Meantime, Nathan took no time in matter-of-factly offering his reflection on the shooting. “This was the first time I’d shot grouse in Scotland,” he commented. “And they are without doubt the best grouse I have ever shot at.
“The weather was warm, some of the Guns were even applying suncream, but the birds were going at full tilt, using the contours in a way that only a wild bird can. A steady flow of small coveys and isolated birds were interrupted occasionally by the bigger packs.”
From the butts – a mixture of refurbished traditional stone and newly built wooden structures – typical Angus Glens scenery stretches away to the horizon. It’s a pretty spot; the estate sitting far up the glen with views to Strathtay, and the sea on a clear day.
From up high, the ongoing management programme is evident, too. Areas previously dominated by spruce are being cleared, tracks are being created and restored to maintain access to hard-to-reach places, and a patchwork of heather decorates the massive landscape.
But as the grouse begin to move, and the beating line – interspersed by the yellow shirts of the keepers – becomes visible on the hillside opposite, you never quite know what you might see. “On one of the drives a group of red deer ran by before the grouse began to arrive in earnest,” said Vicky. “They must’ve been just a stone’s throw away”.
And there’s a real possibility of seeing black game, too. The estate supports a strong population of black grouse, with several well populated leks. Although not shot as a rule on the estate, as numbers rise this will be reassessed – the 2016 season having produced several good broods which have tested the species identification skills of clients.
“This season we broke our grouse day bag record for the third time in five years,” Bruce explained to me, modestly. “But it hasn’t been without its challenges. Snow in June 2015 saw three-quarters of our driven days cancelled – a decision that helped carry the estate through to 2016. It’s fair to say that Glenprosen has always had quality sport to offer, but I would like to think we have now returned to the top flight.”

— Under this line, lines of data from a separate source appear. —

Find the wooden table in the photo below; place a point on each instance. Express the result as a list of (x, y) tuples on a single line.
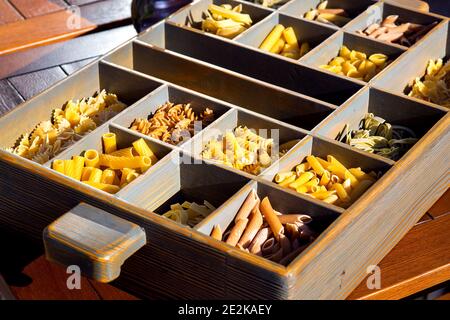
[(420, 261)]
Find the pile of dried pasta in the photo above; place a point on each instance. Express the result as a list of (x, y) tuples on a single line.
[(261, 230), (356, 64), (283, 41), (189, 213), (172, 123), (377, 136), (327, 180), (242, 149), (112, 170), (66, 125), (226, 21), (435, 85)]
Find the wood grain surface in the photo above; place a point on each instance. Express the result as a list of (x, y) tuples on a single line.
[(7, 13), (36, 8), (80, 48)]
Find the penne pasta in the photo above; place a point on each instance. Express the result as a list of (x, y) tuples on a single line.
[(126, 152), (236, 232), (109, 142), (252, 228), (78, 167), (91, 158), (104, 187), (113, 162), (216, 232), (271, 218), (96, 175), (108, 176)]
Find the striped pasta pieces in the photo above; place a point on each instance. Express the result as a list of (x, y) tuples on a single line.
[(327, 180), (109, 171)]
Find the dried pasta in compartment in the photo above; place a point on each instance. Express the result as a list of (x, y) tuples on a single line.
[(327, 180), (67, 125), (261, 230), (109, 171), (173, 123), (377, 136), (434, 86)]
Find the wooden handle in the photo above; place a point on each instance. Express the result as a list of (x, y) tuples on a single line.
[(94, 240)]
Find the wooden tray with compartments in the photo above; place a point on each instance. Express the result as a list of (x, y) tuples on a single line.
[(244, 86)]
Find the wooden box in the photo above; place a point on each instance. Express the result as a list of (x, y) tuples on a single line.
[(244, 85)]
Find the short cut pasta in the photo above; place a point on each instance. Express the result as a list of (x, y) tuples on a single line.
[(108, 172)]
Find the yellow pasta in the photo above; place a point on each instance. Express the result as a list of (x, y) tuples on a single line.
[(58, 165), (327, 180), (108, 176), (122, 162), (109, 142), (96, 175), (86, 173), (79, 165), (69, 168), (103, 186), (91, 158), (126, 152)]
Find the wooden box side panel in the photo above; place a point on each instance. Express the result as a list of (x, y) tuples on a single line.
[(373, 225)]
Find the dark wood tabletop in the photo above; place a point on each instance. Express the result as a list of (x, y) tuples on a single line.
[(420, 261)]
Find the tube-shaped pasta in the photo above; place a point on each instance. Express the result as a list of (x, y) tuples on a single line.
[(69, 168), (303, 167), (128, 175), (58, 165), (79, 165), (92, 158), (108, 176), (326, 176), (341, 192), (103, 186), (236, 232), (122, 162), (293, 218), (126, 152), (290, 37), (315, 165), (286, 182), (360, 189), (258, 240), (143, 149), (278, 46), (96, 175), (216, 233), (249, 203), (304, 178), (109, 142), (272, 38), (252, 228), (281, 176), (86, 173), (271, 218)]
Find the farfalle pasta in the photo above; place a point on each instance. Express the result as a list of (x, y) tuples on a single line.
[(66, 125), (241, 149), (435, 84), (172, 123), (109, 171)]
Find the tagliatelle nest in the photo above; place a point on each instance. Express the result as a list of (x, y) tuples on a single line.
[(66, 125)]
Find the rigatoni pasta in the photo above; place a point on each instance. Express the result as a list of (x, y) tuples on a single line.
[(108, 172)]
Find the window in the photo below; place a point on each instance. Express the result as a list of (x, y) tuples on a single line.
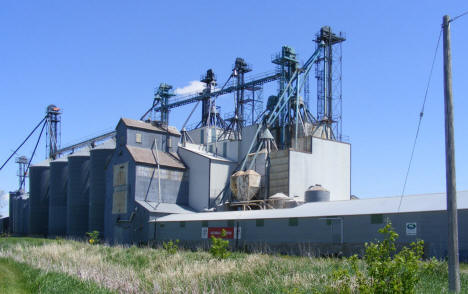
[(293, 222), (376, 219), (213, 135), (260, 222)]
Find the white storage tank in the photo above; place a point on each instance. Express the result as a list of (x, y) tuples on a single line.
[(316, 193)]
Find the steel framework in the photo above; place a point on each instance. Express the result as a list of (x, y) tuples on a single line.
[(328, 74), (53, 130)]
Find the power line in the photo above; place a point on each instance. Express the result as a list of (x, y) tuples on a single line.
[(34, 152), (456, 17), (421, 115), (30, 134)]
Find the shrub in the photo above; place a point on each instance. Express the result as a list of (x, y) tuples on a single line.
[(219, 246), (93, 237), (171, 247), (386, 270)]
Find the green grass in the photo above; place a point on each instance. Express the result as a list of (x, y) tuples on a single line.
[(20, 278), (64, 266)]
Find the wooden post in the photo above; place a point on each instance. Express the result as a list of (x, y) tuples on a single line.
[(453, 261)]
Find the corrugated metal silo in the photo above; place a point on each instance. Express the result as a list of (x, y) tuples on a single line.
[(39, 198), (78, 194), (58, 197), (97, 192)]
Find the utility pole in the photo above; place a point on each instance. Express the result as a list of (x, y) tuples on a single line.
[(453, 262)]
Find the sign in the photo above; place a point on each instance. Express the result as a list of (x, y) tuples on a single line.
[(411, 229), (204, 233), (231, 232), (217, 232)]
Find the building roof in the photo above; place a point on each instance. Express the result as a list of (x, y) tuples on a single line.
[(83, 152), (44, 163), (165, 207), (108, 144), (382, 205), (138, 124), (148, 156), (195, 148)]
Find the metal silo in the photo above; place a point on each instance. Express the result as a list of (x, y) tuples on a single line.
[(97, 192), (78, 194), (39, 198), (21, 214), (58, 197)]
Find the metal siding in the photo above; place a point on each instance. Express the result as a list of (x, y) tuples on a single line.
[(147, 139), (78, 196), (58, 198), (329, 165), (315, 235), (39, 199), (174, 185), (116, 233), (97, 190)]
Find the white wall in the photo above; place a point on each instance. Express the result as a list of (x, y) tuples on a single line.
[(220, 174), (248, 134), (329, 165), (199, 181)]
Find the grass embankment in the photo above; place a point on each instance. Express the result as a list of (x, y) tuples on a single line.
[(145, 270), (20, 278)]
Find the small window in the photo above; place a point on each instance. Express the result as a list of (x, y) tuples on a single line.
[(260, 222), (376, 219), (213, 135), (293, 222), (138, 138), (224, 149)]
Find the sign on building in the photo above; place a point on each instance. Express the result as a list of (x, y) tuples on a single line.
[(411, 229), (231, 232)]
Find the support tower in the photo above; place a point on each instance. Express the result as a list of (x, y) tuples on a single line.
[(328, 74)]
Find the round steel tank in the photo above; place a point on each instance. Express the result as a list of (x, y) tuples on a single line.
[(316, 194), (39, 175), (97, 192), (58, 197), (78, 194)]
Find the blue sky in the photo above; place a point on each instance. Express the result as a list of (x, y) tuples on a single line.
[(101, 60)]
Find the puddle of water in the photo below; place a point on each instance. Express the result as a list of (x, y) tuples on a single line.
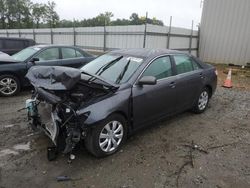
[(5, 152), (22, 146)]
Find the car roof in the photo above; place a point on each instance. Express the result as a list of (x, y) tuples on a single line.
[(145, 52), (16, 38), (52, 45)]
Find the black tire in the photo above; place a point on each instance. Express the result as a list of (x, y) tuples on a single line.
[(93, 136), (14, 80), (198, 108)]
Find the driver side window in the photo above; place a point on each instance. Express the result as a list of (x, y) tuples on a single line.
[(49, 54), (159, 68)]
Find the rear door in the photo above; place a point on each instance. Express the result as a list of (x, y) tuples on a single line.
[(72, 57), (190, 81), (151, 102)]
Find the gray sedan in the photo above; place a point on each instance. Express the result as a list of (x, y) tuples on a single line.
[(115, 95)]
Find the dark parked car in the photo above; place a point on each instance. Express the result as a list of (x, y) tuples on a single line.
[(13, 70), (13, 45), (116, 94)]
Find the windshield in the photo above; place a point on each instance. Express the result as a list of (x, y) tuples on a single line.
[(25, 54), (114, 68)]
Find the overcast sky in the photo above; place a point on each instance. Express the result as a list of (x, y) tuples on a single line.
[(183, 11)]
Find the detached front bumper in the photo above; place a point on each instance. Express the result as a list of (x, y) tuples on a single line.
[(42, 116)]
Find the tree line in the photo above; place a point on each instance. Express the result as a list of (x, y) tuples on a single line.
[(15, 14)]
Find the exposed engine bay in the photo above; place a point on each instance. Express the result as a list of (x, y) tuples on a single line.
[(58, 94)]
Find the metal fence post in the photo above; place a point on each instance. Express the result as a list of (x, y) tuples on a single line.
[(74, 35), (145, 31), (104, 37), (51, 36), (198, 42), (74, 32), (169, 32), (191, 38)]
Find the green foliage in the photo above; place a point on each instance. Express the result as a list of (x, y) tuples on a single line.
[(16, 14)]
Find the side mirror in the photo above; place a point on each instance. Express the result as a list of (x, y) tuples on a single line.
[(147, 80), (34, 59)]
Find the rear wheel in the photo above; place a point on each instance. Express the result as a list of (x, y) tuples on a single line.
[(202, 101), (9, 85), (107, 137)]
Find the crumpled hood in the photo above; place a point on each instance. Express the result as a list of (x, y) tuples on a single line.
[(8, 60), (53, 77)]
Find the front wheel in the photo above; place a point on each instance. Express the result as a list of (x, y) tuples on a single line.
[(107, 137), (9, 85), (202, 101)]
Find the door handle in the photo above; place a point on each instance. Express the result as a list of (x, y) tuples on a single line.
[(201, 76), (172, 85)]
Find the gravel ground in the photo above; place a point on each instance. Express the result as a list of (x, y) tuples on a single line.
[(154, 157)]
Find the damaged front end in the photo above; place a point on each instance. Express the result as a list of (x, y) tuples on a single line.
[(59, 93)]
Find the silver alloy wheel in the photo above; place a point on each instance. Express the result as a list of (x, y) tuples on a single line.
[(111, 136), (8, 86), (203, 100)]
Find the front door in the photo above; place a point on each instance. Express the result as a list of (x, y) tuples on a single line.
[(189, 81), (151, 102)]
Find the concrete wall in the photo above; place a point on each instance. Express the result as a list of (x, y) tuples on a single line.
[(113, 37), (225, 31)]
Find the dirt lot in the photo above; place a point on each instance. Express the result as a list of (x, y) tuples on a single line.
[(154, 157)]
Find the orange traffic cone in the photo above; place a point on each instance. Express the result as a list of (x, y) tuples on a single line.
[(228, 81)]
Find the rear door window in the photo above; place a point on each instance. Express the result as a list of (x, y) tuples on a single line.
[(68, 53), (14, 44), (183, 64), (159, 68), (49, 54)]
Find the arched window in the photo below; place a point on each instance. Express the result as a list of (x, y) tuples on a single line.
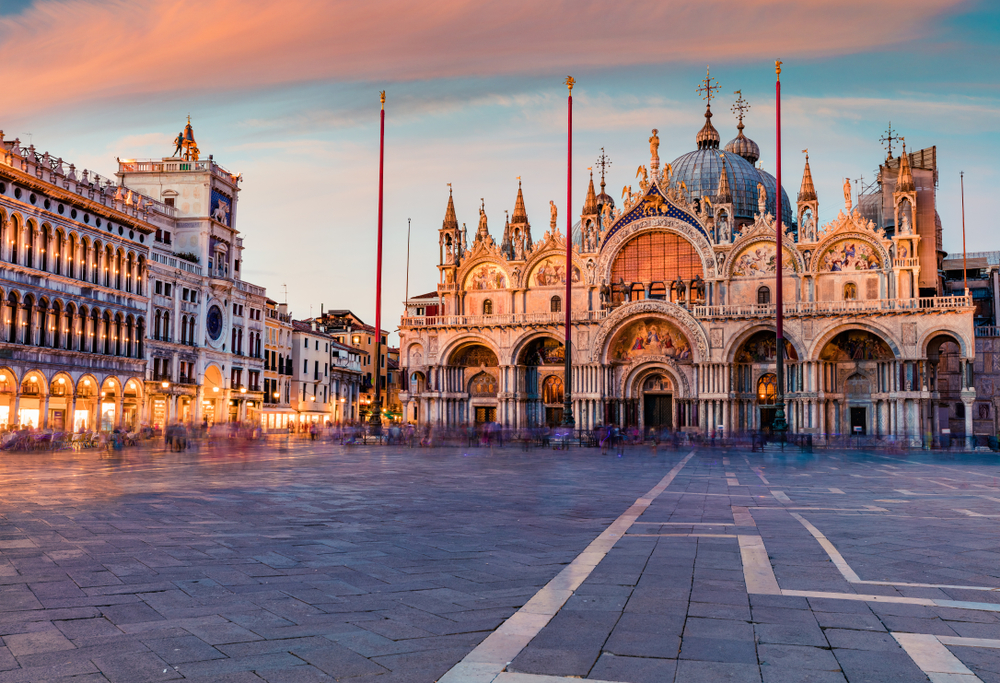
[(552, 390), (767, 389)]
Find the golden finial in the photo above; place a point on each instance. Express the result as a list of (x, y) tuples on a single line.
[(707, 87)]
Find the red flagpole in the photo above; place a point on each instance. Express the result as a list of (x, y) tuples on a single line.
[(568, 420), (779, 424), (376, 417)]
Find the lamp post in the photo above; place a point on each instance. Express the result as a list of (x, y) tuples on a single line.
[(568, 420), (376, 415), (779, 425)]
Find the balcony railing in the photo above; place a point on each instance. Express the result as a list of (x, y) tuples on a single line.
[(500, 319), (791, 309), (809, 308)]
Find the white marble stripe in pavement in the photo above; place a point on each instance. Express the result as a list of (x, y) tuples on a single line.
[(852, 577), (934, 659), (757, 571), (486, 662)]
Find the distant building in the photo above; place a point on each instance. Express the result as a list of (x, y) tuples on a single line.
[(347, 328), (206, 324), (278, 368), (345, 381), (74, 299), (311, 373)]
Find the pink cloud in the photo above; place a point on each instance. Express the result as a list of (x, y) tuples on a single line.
[(61, 51)]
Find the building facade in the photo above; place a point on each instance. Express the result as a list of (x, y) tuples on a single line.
[(311, 373), (278, 370), (673, 309), (206, 324), (74, 253)]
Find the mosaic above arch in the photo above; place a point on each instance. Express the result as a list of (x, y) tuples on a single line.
[(486, 276), (552, 271), (760, 259), (849, 255), (649, 337), (856, 345)]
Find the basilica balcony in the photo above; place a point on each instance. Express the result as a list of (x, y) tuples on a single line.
[(501, 319), (803, 309)]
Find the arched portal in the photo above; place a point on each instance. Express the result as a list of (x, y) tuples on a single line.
[(656, 257), (755, 379), (857, 364), (542, 360)]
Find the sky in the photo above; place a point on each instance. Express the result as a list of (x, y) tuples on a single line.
[(287, 94)]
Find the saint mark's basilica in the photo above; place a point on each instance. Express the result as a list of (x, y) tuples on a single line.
[(672, 306)]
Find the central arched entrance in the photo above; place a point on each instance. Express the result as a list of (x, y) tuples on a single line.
[(657, 401)]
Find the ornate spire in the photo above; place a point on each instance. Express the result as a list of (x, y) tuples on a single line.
[(904, 182), (450, 219), (807, 192), (708, 137), (507, 246), (520, 214), (741, 144), (590, 203), (483, 232), (724, 195)]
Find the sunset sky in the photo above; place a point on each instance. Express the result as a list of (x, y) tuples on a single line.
[(287, 94)]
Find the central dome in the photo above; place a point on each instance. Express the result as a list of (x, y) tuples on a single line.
[(700, 171)]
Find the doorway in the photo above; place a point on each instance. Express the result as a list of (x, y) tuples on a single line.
[(859, 418), (658, 411), (767, 419)]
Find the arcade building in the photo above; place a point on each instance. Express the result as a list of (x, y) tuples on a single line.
[(673, 307)]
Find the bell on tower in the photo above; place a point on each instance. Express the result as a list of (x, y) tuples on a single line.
[(449, 242)]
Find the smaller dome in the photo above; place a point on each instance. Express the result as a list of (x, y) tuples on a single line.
[(708, 137), (605, 199), (743, 146)]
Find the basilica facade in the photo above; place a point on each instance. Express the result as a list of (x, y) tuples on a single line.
[(673, 315)]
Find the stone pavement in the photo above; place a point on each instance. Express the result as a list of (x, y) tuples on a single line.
[(390, 564)]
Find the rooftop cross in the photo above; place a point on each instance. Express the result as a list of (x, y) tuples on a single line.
[(604, 162), (741, 107), (707, 88), (888, 139)]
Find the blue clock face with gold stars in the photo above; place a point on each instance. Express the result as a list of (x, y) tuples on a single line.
[(214, 323)]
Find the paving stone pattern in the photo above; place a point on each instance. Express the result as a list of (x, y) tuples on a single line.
[(390, 564)]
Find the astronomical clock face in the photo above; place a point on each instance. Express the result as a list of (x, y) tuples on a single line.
[(214, 323)]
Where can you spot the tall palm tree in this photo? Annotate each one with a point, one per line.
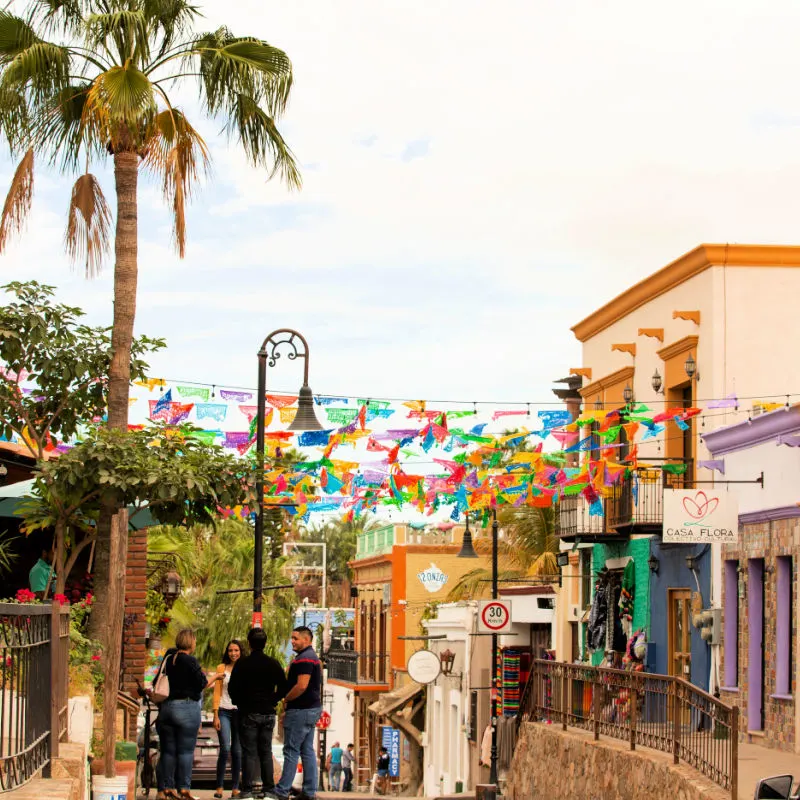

Indeed, from the honest reviews of those who are rapidly filling up the estates books for next season, perhaps the word ‘Glenprosen’ will soon be uttered along with ‘driven’ and ‘grouse’, when asked the bucket-list question.
Where to stay
There are two lodges available for guests to rent whilst enjoying sport on the estate. Homebeat Cottage is a sporting lodge which can sleep up to 10 guests between four rooms with views over Prosen Water. Old Craig is a traditional three-bedroom farmhouse that sleeps six.
Many larger parties choose to stay at House of Turin in nearby Kirriemuir. Owner Yvonne Corbett is most accommodating – nothing is too much trouble. One of the couples in John Deakle’s party even decided to renew their vows whilst they were there. A Scottish wedding was arranged – kilts, pipers, haggis, the works.
Booking is available directly through the estate office, or via sporting agents Cotswolds Country Pursuits and George Goldsmith.